Given the danger, has the UK government done enough, quickly enough, to stop the epidemic reaching Britain? With the first UK case reported on 31 January, Johnson’s decision to wait until early March to hold a COBRA meeting and produce an action plan looks sluggish.
The action plan is deliberately vague but it’s clear the government is preparing to make radical changes to policing, public order and NHS admissions if the disease takes off, and to take emergency powers to do so if needed. But Johnson’s administration appears unwilling to convey the potential seriousness of the situation.
There is an obvious reluctance to consider international travel restrictions, both because of the economic impact and because epidemiological studies suggest they are only effective if very tough. A World Health Organisation study of research on travel bans found that they can delay the peak of an outbreak by up to two weeks, but only if over 90 per cent of all flights are cancelled.
Yet the lesson of all previous epidemics is that the public clamour for travel bans usually wins. And the draconian internal movement ban implemented by China, at huge economic cost, has raised the popularity of the measure elsewhere.
The most rational fear – and the legitimate political line of attack for opposition parties – is that the UK’s fragmented and marketised system of governance doesn’t respond effectively enough. Marketisation creates a space between government and business in which it’s sometimes very difficult to apportion responsibility.
Two years after the Grenfell disaster, it is still not clear who was to blame. Senior officers in the London Fire Brigade didn’t train for the disaster, while a web of outsourcing contracts obscured responsibility for ensuring the building met safety standards.

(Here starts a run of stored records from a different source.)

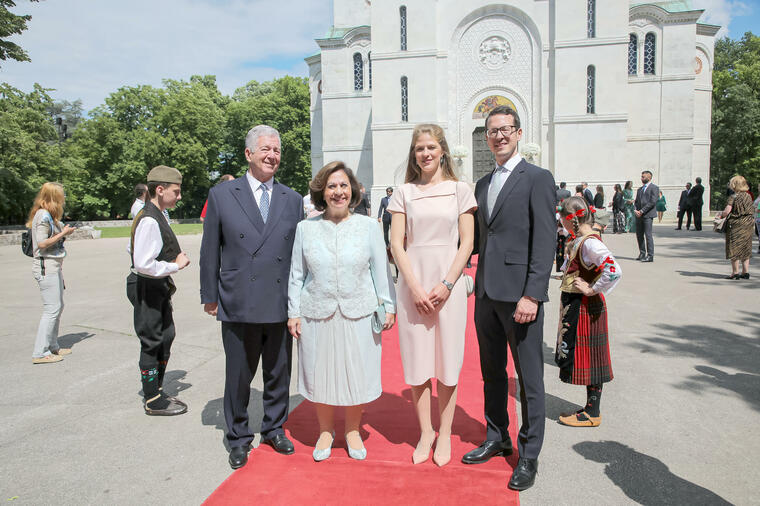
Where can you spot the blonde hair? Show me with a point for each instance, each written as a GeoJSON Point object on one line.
{"type": "Point", "coordinates": [739, 184]}
{"type": "Point", "coordinates": [50, 198]}
{"type": "Point", "coordinates": [571, 206]}
{"type": "Point", "coordinates": [413, 172]}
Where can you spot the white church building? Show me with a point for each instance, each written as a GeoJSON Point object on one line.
{"type": "Point", "coordinates": [604, 88]}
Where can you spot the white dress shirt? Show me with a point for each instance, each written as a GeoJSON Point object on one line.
{"type": "Point", "coordinates": [500, 176]}
{"type": "Point", "coordinates": [256, 187]}
{"type": "Point", "coordinates": [148, 245]}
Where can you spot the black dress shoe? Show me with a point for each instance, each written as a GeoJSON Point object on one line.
{"type": "Point", "coordinates": [488, 449]}
{"type": "Point", "coordinates": [239, 456]}
{"type": "Point", "coordinates": [280, 443]}
{"type": "Point", "coordinates": [524, 474]}
{"type": "Point", "coordinates": [165, 406]}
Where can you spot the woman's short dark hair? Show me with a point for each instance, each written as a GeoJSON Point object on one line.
{"type": "Point", "coordinates": [318, 184]}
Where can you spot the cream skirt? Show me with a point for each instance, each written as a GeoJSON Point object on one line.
{"type": "Point", "coordinates": [339, 360]}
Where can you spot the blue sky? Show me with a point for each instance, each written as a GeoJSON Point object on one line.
{"type": "Point", "coordinates": [89, 48]}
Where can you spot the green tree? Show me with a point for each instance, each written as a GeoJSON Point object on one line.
{"type": "Point", "coordinates": [736, 114]}
{"type": "Point", "coordinates": [284, 105]}
{"type": "Point", "coordinates": [29, 154]}
{"type": "Point", "coordinates": [11, 24]}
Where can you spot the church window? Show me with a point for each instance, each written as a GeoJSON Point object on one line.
{"type": "Point", "coordinates": [358, 72]}
{"type": "Point", "coordinates": [404, 99]}
{"type": "Point", "coordinates": [590, 89]}
{"type": "Point", "coordinates": [402, 18]}
{"type": "Point", "coordinates": [633, 55]}
{"type": "Point", "coordinates": [650, 49]}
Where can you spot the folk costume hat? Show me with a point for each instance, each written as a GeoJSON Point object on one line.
{"type": "Point", "coordinates": [164, 174]}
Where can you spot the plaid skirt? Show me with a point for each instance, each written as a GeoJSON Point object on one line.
{"type": "Point", "coordinates": [583, 351]}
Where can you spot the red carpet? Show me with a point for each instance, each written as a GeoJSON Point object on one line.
{"type": "Point", "coordinates": [390, 433]}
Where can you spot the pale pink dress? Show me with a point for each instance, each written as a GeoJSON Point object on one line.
{"type": "Point", "coordinates": [432, 346]}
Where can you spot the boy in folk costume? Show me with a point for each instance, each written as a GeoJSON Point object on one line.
{"type": "Point", "coordinates": [589, 272]}
{"type": "Point", "coordinates": [156, 255]}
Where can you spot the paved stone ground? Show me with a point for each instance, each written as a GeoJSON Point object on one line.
{"type": "Point", "coordinates": [679, 420]}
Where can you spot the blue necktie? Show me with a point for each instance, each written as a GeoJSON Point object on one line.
{"type": "Point", "coordinates": [264, 204]}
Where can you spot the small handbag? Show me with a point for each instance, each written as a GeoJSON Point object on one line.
{"type": "Point", "coordinates": [469, 284]}
{"type": "Point", "coordinates": [378, 319]}
{"type": "Point", "coordinates": [719, 225]}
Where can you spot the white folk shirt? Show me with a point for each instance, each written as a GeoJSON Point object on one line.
{"type": "Point", "coordinates": [148, 245]}
{"type": "Point", "coordinates": [256, 188]}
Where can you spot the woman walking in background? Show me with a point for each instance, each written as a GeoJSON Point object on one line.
{"type": "Point", "coordinates": [740, 222]}
{"type": "Point", "coordinates": [48, 234]}
{"type": "Point", "coordinates": [435, 212]}
{"type": "Point", "coordinates": [661, 207]}
{"type": "Point", "coordinates": [630, 216]}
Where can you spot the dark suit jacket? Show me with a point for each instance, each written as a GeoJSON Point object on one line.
{"type": "Point", "coordinates": [244, 262]}
{"type": "Point", "coordinates": [516, 243]}
{"type": "Point", "coordinates": [695, 196]}
{"type": "Point", "coordinates": [683, 202]}
{"type": "Point", "coordinates": [646, 200]}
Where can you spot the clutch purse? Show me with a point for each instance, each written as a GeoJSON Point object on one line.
{"type": "Point", "coordinates": [719, 225]}
{"type": "Point", "coordinates": [378, 319]}
{"type": "Point", "coordinates": [469, 284]}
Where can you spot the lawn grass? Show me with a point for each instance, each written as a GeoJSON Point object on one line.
{"type": "Point", "coordinates": [179, 229]}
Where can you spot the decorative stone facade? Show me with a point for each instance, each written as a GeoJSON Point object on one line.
{"type": "Point", "coordinates": [604, 89]}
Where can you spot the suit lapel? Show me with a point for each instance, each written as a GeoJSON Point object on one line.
{"type": "Point", "coordinates": [276, 206]}
{"type": "Point", "coordinates": [242, 192]}
{"type": "Point", "coordinates": [509, 185]}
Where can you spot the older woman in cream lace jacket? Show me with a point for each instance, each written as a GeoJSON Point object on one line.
{"type": "Point", "coordinates": [339, 281]}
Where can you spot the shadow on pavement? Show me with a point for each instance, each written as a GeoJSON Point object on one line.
{"type": "Point", "coordinates": [69, 340]}
{"type": "Point", "coordinates": [719, 348]}
{"type": "Point", "coordinates": [645, 479]}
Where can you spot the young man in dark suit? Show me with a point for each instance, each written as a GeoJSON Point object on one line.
{"type": "Point", "coordinates": [683, 206]}
{"type": "Point", "coordinates": [644, 209]}
{"type": "Point", "coordinates": [516, 234]}
{"type": "Point", "coordinates": [247, 242]}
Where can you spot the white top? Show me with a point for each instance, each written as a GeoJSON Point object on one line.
{"type": "Point", "coordinates": [256, 187]}
{"type": "Point", "coordinates": [148, 245]}
{"type": "Point", "coordinates": [595, 252]}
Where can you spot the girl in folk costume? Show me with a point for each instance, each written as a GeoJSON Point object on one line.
{"type": "Point", "coordinates": [589, 272]}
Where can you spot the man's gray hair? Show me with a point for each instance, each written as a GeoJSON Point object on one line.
{"type": "Point", "coordinates": [260, 130]}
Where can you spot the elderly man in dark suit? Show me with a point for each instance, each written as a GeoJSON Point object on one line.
{"type": "Point", "coordinates": [644, 209]}
{"type": "Point", "coordinates": [245, 262]}
{"type": "Point", "coordinates": [683, 206]}
{"type": "Point", "coordinates": [695, 205]}
{"type": "Point", "coordinates": [516, 234]}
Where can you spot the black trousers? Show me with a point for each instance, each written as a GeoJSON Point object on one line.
{"type": "Point", "coordinates": [496, 330]}
{"type": "Point", "coordinates": [154, 326]}
{"type": "Point", "coordinates": [644, 236]}
{"type": "Point", "coordinates": [244, 343]}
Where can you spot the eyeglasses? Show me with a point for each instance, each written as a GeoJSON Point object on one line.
{"type": "Point", "coordinates": [506, 131]}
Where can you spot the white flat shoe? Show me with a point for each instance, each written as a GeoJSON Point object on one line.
{"type": "Point", "coordinates": [320, 455]}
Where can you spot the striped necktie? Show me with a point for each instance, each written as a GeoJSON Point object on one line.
{"type": "Point", "coordinates": [264, 203]}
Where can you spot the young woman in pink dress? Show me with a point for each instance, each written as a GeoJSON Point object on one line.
{"type": "Point", "coordinates": [432, 232]}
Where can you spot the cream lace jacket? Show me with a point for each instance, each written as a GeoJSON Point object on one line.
{"type": "Point", "coordinates": [341, 266]}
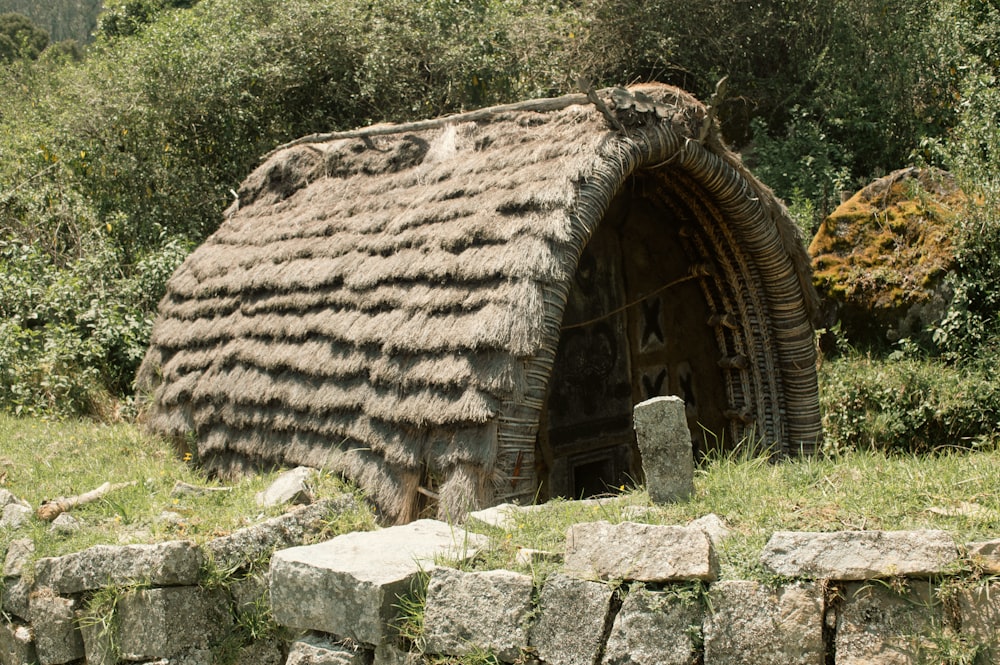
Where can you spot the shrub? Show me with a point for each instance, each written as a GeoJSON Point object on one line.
{"type": "Point", "coordinates": [908, 404]}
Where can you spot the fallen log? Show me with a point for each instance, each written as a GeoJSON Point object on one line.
{"type": "Point", "coordinates": [49, 510]}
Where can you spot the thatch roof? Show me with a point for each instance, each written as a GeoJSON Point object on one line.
{"type": "Point", "coordinates": [387, 302]}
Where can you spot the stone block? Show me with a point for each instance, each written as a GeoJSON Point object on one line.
{"type": "Point", "coordinates": [16, 645]}
{"type": "Point", "coordinates": [986, 555]}
{"type": "Point", "coordinates": [877, 625]}
{"type": "Point", "coordinates": [655, 628]}
{"type": "Point", "coordinates": [665, 445]}
{"type": "Point", "coordinates": [161, 623]}
{"type": "Point", "coordinates": [640, 552]}
{"type": "Point", "coordinates": [14, 597]}
{"type": "Point", "coordinates": [979, 613]}
{"type": "Point", "coordinates": [349, 586]}
{"type": "Point", "coordinates": [98, 641]}
{"type": "Point", "coordinates": [571, 618]}
{"type": "Point", "coordinates": [162, 564]}
{"type": "Point", "coordinates": [859, 555]}
{"type": "Point", "coordinates": [468, 612]}
{"type": "Point", "coordinates": [321, 650]}
{"type": "Point", "coordinates": [53, 620]}
{"type": "Point", "coordinates": [292, 486]}
{"type": "Point", "coordinates": [254, 543]}
{"type": "Point", "coordinates": [753, 624]}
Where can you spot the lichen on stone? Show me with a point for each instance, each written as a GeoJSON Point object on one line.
{"type": "Point", "coordinates": [880, 258]}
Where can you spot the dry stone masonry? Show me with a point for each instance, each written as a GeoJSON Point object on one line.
{"type": "Point", "coordinates": [627, 594]}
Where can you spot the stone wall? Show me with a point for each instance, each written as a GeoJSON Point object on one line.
{"type": "Point", "coordinates": [625, 594]}
{"type": "Point", "coordinates": [638, 594]}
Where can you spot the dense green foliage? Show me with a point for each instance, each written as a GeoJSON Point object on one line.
{"type": "Point", "coordinates": [114, 165]}
{"type": "Point", "coordinates": [909, 404]}
{"type": "Point", "coordinates": [20, 38]}
{"type": "Point", "coordinates": [63, 19]}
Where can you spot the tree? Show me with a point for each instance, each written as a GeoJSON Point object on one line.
{"type": "Point", "coordinates": [20, 38]}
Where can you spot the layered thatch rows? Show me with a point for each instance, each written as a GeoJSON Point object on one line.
{"type": "Point", "coordinates": [388, 302]}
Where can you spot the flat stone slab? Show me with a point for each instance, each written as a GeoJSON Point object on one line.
{"type": "Point", "coordinates": [254, 543]}
{"type": "Point", "coordinates": [467, 613]}
{"type": "Point", "coordinates": [506, 515]}
{"type": "Point", "coordinates": [571, 617]}
{"type": "Point", "coordinates": [753, 624]}
{"type": "Point", "coordinates": [655, 628]}
{"type": "Point", "coordinates": [878, 625]}
{"type": "Point", "coordinates": [349, 586]}
{"type": "Point", "coordinates": [640, 552]}
{"type": "Point", "coordinates": [173, 563]}
{"type": "Point", "coordinates": [859, 555]}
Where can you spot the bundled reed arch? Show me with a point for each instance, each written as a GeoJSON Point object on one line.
{"type": "Point", "coordinates": [468, 308]}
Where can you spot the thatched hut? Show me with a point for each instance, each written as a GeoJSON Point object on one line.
{"type": "Point", "coordinates": [468, 308]}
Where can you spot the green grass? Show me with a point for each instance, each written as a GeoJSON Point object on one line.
{"type": "Point", "coordinates": [953, 490]}
{"type": "Point", "coordinates": [44, 459]}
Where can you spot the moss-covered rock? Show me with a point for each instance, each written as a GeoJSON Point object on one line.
{"type": "Point", "coordinates": [880, 258]}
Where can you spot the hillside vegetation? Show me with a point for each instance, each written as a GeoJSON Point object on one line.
{"type": "Point", "coordinates": [118, 157]}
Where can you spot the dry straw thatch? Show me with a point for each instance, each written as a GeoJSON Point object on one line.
{"type": "Point", "coordinates": [388, 302]}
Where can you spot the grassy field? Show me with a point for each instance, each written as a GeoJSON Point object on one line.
{"type": "Point", "coordinates": [955, 491]}
{"type": "Point", "coordinates": [42, 460]}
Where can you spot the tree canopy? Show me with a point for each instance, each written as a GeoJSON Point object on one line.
{"type": "Point", "coordinates": [20, 38]}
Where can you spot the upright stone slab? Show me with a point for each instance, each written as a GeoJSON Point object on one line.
{"type": "Point", "coordinates": [349, 586]}
{"type": "Point", "coordinates": [859, 555]}
{"type": "Point", "coordinates": [160, 623]}
{"type": "Point", "coordinates": [752, 624]}
{"type": "Point", "coordinates": [479, 611]}
{"type": "Point", "coordinates": [162, 564]}
{"type": "Point", "coordinates": [655, 628]}
{"type": "Point", "coordinates": [665, 444]}
{"type": "Point", "coordinates": [877, 625]}
{"type": "Point", "coordinates": [571, 618]}
{"type": "Point", "coordinates": [641, 552]}
{"type": "Point", "coordinates": [57, 639]}
{"type": "Point", "coordinates": [979, 613]}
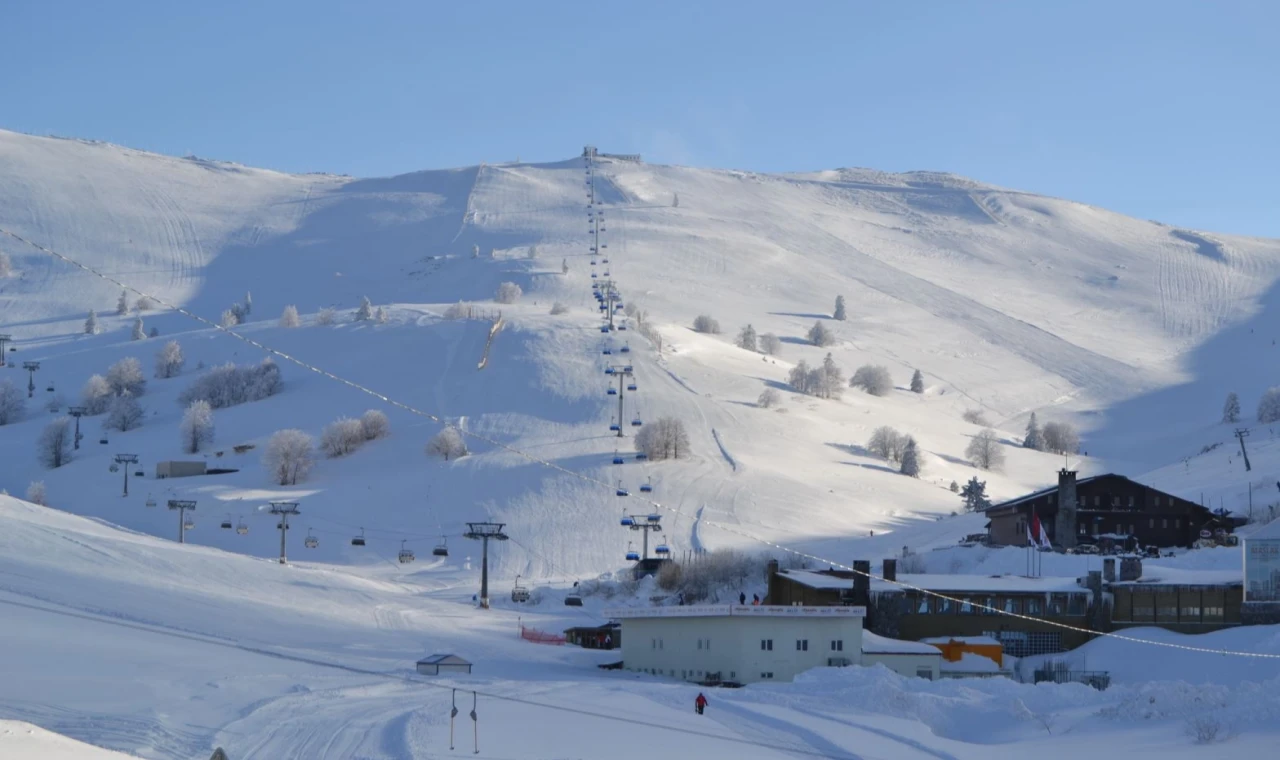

And let’s remember, this is a government currently at war with the civil service, intent on recruiting “weirdos” to challenge the professionalism and rigour of trained and experienced administrators. If it comes down to a decision to cancel flights and close universities, I would rather have a Whitehall mandarin overseeing this than a 27-year old eugenicist who thinks black people have low IQs.
In essence, coronavirus requires us to trust a government that is not trustworthy, and a public-private technocracy with a history of shirking responsibility. For now, however, the biggest danger is that the disinformation industry will step into the space between fear and reliable information. Thanks to extensive right-wing populist networks on social media, and an overtly racist press, there is a ready audience for xenophobia and misinformation. Though this week’s attack on a Singaporean student in London was an isolated incident, I’ve heard more widespread anecdotal evidence of verbal abuse and irrational fear targeted at British ethnic minorities over the virus.
Meanwhile, the online conspiracy theorists have been quick to spread the rumour that the virus is a hoax, designed to cover up the real cause, which they believe is the 5G mobile phone technology pioneered by Chinese firm Huawei. To get a taste of what’s in store, look at Italy. There, Matteo Salvini, the leader of the hard-right Lega party, has openly linked the spread of the virus to the arrival of refugees by boat from Libya, and called for a total travel ban from China. In one region, far-right activists plastered the windows of Chinese businesses with posters saying “Coronavirus? Buy Italian. It’s a moral duty.”
Anybody who thinks Britain is immune to this kind of scaremongering wasn’t on the doorstep during the general election. So it’s not enough to limit public information messaging to “wash your hands”. Boris Johnson should be out there saying: refugees and migrants are not to blame, racism linked to the coronavirus is unacceptable. But given he has founded his entire political career on xenophobia, this might be a tough ask.